Auparavant le fourbe avait longuement insisté sur la possible difficulté de quitter le
bocal une fois en l'air et comme je suis toujours très angoissé de décoller avec du
monde autour de moi, je coinçais vraiment. Tout ça pour dire que j'avais l'impression
d'aller à une sorte de cérémonie initiatique afin de pouvoir approcher les membres de
la secte des crossmen signiens.
Au déco il fallut attendre les bonnes conditions. J'attendis. Puis tout se précipita.
Les dernières recommandations que Jacques et Étienne me firent ne furent même pas
intégrées. Ils décollèrent, prirent quelques dizaines de mètres, pas plus. le Gars
rigolard à la voile jaune qui avait décollé avant tout le monde était très haut mais
on me fit comprendre que ce n'était pas suffisant. Diable !
Ca devait être vrai : un moment plus tard il était au niveau du déco. Pendant ce temps
d'autres qui avaient décollé se battaient dans la pente. Certains étaient déjà
posés. Je me disais que ma nullité crasse passerait plus facilement inaperçue et
j'éprouvais une certaine sympathie pour ces volants qui m'offraient une porte de sortie.
Décollant parmi les derniers, pour une fois sans trop de mal, j'observais ceux qui
bataillaient tout en m'appliquant à trouver les endroits où ça descendait le plus. A ce
jeu, je commençais à évaluer la distance qui me séparait du terrain. Puis j'ai aperçu
une tour. Le Jacques dans sa bienveillance, m'avait dit que souvent... Et en effet, ce
n'était pas mirobolant mais ça tenait. Puis, peu à peu, je réussis à remonter en
marchant sur la tête des pins. Ca me rappelait mon coin. Je crois pourtant que je serais
allé poser comme tout le monde si les deux compères Étienne et Jacques ne m'avaient pas
nargué d'en haut, beaucoup plus haut. Je ne compris pas tout de suite ce qu'il fallait
faire pour les rejoindre. Bon sang, c'est donc vrai, monter, ici, c'est pas donné.

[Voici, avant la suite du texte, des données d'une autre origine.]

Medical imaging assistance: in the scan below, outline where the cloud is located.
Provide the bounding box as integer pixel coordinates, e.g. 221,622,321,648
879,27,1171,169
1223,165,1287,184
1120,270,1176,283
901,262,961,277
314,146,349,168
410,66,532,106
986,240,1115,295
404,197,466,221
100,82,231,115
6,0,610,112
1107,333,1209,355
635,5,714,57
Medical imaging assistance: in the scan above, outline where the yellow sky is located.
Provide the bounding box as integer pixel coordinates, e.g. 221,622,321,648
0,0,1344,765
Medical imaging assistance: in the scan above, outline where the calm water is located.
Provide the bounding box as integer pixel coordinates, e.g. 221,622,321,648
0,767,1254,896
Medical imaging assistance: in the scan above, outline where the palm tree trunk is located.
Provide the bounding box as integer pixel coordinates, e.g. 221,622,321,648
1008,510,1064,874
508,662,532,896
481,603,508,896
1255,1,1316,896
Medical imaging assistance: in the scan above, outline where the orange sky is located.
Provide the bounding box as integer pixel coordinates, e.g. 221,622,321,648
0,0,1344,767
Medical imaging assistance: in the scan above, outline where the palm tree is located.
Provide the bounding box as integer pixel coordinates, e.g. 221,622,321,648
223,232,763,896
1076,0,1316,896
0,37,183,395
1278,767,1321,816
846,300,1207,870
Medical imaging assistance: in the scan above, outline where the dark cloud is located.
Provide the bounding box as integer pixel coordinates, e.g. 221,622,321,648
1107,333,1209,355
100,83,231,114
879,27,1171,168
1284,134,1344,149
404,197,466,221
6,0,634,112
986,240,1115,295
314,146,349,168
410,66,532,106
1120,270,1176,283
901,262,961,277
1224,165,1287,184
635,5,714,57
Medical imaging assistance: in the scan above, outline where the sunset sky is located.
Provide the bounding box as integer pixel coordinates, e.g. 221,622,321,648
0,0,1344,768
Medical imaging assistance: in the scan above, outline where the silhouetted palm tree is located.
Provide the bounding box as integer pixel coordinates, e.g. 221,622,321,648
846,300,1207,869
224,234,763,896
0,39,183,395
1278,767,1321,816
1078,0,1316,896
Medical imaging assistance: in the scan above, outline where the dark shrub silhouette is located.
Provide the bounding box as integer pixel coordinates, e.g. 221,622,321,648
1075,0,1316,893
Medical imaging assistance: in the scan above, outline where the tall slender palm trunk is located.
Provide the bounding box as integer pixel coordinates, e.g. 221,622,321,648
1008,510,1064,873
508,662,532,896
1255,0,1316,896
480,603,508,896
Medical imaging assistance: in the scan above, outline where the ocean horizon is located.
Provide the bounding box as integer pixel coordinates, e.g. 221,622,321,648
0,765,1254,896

Atteindre le plateau prit un temps fou et quand j'y arrivai je me mis à zoner sur une
énorme ligne H.T.. J'avais beau me dire que c'était un peu grâce à elle que Jacques
vivait et volait, j'aurais bien aimé que les crânes d'oeuf décisionnaires l'aient faite
passer ailleurs. Mais il n'y avait que là que ça tenait. D'ailleurs Étienne y était
aussi. On m'avait dit de ne pas partir en dessous de 2000. Là, on naviguait entre 1300 et
1600, et ça durait. Mais comme les deux indigènes restaient là, moi, grégaire,
j'imitais bêtement essayant d'enrouler des trucs bizarres. Enfin j'arrivais à 2000. Je
ne voyais plus Jacques mais Étienne restait là à patienter dans sa bulle. Comme il me
semblait que le vent me poussait gentiment vers le NE je partis donc en direction de la
montagne de Loubes, ce qui me paraissait logique et je cherchais des yeux l'Oméga de
Jacques... que j'aperçus à un moment derrière moi, mais vraiment très bas, au-dessus
de plaques rocheuses pelées. Étant donné la déguelante dans laquelle je m'étais
installé avec une application et une constance louable depuis quelques minutes je
n'allais pas tarder à être aussi bas que lui. Je me souvenais maintenant que c'est de
cette zone peu fréquentable que Jacques ou Étienne m'avaient dit de ne pas espérer
grand-chose, juste avant de décoller. Ca me revenait maintenant, mais trop tard.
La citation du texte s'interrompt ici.